The Catholic family that wants to learn Latin deserves more than a textbook of strangers. Latin via Liturgy begins somewhere truer: with the prayers and Scripture your family already knows by heart — and builds real understanding of the language from words already loved.

The Tracks

Four pathways, one method.

A Latin course usually begins with invented characters in invented stories. Latin via Liturgy begins instead with what the student already knows by heart: the prayers, the liturgy, and the Scripture of the Catholic faith.

The method is the same in every track. The learner meets a Latin word, or a point of grammar, inside a prayer or passage he already knows. He receives a true lesson on it, as if from a classroom teacher. Then he meets that same word or concept again — across more and varied prayers, hymns, and texts — until it is no longer unfamiliar, but understood.

For Children

To initiate a child into Latin is to give a gift that endures: the language of the Catholic faith, and with it a strength in his own reading and writing that will serve him all his life.

Audientes · ExplorersAges 6 to 9
The youngest learners begin by ear. Through the prayers the family already knows by heart, the child takes in the Latin vocabulary of the faith, word by word, through repetition. No grammar yet — this is the foundation on which all later study is built.
Quaerentes · SeekersAges 10 to 12
The child who has gathered words begins to ask why. Vocabulary keeps growing, and now the first questions of grammar arrive — gently, not yet systematically — discovered inside familiar prayers rather than imposed from without.
Discentes · ScholarsAges 13 to 18
A complete and rigorous secondary course in Latin. Grammar is taken up in earnest and in proper order — but the student reads the Vulgate, the hymns of the Church, and the prayers of the Mass, not the artificial passages of a textbook.

For Adults

Legentes · Readers
For the priest whose seminary years passed Latin by; the deacon who wishes to read Augustine and Aquinas in their own words; the parent learning beside his child; any Catholic who longs to understand the prayers he hears at Mass. No prior Latin is assumed — many return to it long after a school classroom. It follows the path of the Scholars track at the pace of a motivated adult, building toward the day the student can take up the Mass, the Divine Office, and the Latin inheritance of two thousand years of Christian thought.

A Note from the Founder

A few years ago my parish priest learned that I teach Latin and asked me to teach him. He had studied Greek in seminary, but never Latin. What he wanted was simple and exact: to pray the Mass in Latin with true understanding, not merely to pronounce the words.

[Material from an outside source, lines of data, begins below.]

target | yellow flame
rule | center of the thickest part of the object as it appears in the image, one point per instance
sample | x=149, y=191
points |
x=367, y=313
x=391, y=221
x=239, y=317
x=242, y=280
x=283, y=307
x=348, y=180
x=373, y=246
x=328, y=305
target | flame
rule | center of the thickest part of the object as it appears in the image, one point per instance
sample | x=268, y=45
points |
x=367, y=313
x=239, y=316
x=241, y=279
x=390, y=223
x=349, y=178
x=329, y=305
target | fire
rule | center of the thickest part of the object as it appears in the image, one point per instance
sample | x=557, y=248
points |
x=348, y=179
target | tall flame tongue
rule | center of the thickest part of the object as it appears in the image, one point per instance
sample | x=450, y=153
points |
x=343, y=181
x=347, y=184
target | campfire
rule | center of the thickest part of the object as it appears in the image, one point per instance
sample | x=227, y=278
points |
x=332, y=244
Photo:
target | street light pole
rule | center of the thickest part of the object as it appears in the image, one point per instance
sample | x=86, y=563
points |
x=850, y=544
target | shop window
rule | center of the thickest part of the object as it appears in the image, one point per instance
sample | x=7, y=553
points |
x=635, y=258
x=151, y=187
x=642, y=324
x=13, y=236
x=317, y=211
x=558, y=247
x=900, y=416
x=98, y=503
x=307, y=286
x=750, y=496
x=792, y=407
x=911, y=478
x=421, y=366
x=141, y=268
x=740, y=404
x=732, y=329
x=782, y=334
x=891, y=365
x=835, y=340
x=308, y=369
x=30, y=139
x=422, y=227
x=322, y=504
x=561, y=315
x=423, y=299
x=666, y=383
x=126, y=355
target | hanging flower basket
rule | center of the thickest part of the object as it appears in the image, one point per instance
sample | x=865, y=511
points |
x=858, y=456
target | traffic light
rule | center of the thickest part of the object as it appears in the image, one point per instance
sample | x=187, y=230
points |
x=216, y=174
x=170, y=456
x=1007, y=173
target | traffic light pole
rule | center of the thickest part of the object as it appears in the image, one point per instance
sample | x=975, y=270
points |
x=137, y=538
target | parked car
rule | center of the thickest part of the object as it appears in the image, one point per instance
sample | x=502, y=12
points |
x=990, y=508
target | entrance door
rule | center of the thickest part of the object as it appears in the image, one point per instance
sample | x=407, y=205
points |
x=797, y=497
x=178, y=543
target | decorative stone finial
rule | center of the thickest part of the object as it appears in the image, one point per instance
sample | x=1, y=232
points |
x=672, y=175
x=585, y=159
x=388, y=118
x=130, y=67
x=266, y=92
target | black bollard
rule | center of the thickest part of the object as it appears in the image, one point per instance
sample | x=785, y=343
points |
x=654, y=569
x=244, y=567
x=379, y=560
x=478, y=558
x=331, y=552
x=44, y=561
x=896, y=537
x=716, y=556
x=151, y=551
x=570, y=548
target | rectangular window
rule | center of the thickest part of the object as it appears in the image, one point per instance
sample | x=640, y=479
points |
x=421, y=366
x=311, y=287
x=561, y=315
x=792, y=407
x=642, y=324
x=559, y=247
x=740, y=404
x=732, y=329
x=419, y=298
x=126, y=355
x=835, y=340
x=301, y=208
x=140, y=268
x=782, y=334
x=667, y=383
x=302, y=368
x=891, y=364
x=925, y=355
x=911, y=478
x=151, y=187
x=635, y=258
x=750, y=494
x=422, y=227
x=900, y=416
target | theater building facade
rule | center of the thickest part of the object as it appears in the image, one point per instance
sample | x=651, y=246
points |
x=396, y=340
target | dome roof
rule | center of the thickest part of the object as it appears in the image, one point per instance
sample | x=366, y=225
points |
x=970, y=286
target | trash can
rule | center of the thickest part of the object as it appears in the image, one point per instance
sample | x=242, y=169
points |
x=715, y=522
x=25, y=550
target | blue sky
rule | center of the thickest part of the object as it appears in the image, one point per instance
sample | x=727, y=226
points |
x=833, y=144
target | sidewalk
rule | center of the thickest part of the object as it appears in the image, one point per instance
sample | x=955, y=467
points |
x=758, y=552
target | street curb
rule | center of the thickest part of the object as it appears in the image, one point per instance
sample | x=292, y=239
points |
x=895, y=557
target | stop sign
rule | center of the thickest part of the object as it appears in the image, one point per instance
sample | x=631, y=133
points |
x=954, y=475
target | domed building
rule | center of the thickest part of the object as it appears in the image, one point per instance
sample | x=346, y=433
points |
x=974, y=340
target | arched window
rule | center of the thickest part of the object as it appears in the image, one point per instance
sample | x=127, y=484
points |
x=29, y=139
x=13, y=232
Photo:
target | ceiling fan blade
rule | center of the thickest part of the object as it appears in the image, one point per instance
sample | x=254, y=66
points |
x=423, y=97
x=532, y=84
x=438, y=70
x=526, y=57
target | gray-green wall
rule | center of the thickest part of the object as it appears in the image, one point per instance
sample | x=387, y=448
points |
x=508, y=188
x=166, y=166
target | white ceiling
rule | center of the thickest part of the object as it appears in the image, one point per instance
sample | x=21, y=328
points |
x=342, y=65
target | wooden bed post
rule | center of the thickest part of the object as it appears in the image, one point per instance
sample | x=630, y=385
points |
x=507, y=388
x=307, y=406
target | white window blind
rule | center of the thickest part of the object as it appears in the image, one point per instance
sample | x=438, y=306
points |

I was eager to help him. But between two busy lives, a standing weekly lesson proved nearly impossible to arrange — and so I began to think of another way.

It occurred to me that the prayers he wished to learn could themselves be the way he learned the language. I had seen it from the other direction for years in my own classroom: bright, capable students struggling with Latin. I have come to believe the primary cause is that the sentences they learn from carry no resonance for them. Most stories in traditional textbooks — made-up characters in a quasi-ancient Roman setting — ring hollow. Even authentic words from the great Roman authors are, to most students, one more thing to be learned rather than something that aids the learning.

But Catholics of all ages recite the Angelus every day: “Pray … that we may be made worthy of the promises of Christ” — and there is the indirect command. The text already known so deeply is not a distraction from the grammar. It is the most fertile possible soil for it.

That is the whole of Latin via Liturgy. Latin learned not through strangers in a textbook, but through the prayers and Scripture already written on the heart.

What was born from a conversation with one priest is now offered to learners of all ages — child, student, and priest alike. I would be honored to have the opportunity to teach you.

Sean Burns
Founder, Latin via Liturgy
Latin via Liturgy is the work of Sean Burns, a Latin teacher of twenty-five years. He holds a degree in classical languages and philosophy and a master’s in education, and has taught Latin in public and Catholic high schools and at the university level. He began, though, with a group of homeschooling families — one night a week, while he was still in college. Latin via Liturgy is a return to that beginning. He builds it now as a father raising his own children in the faith, for families doing the same — and he teaches every lesson himself.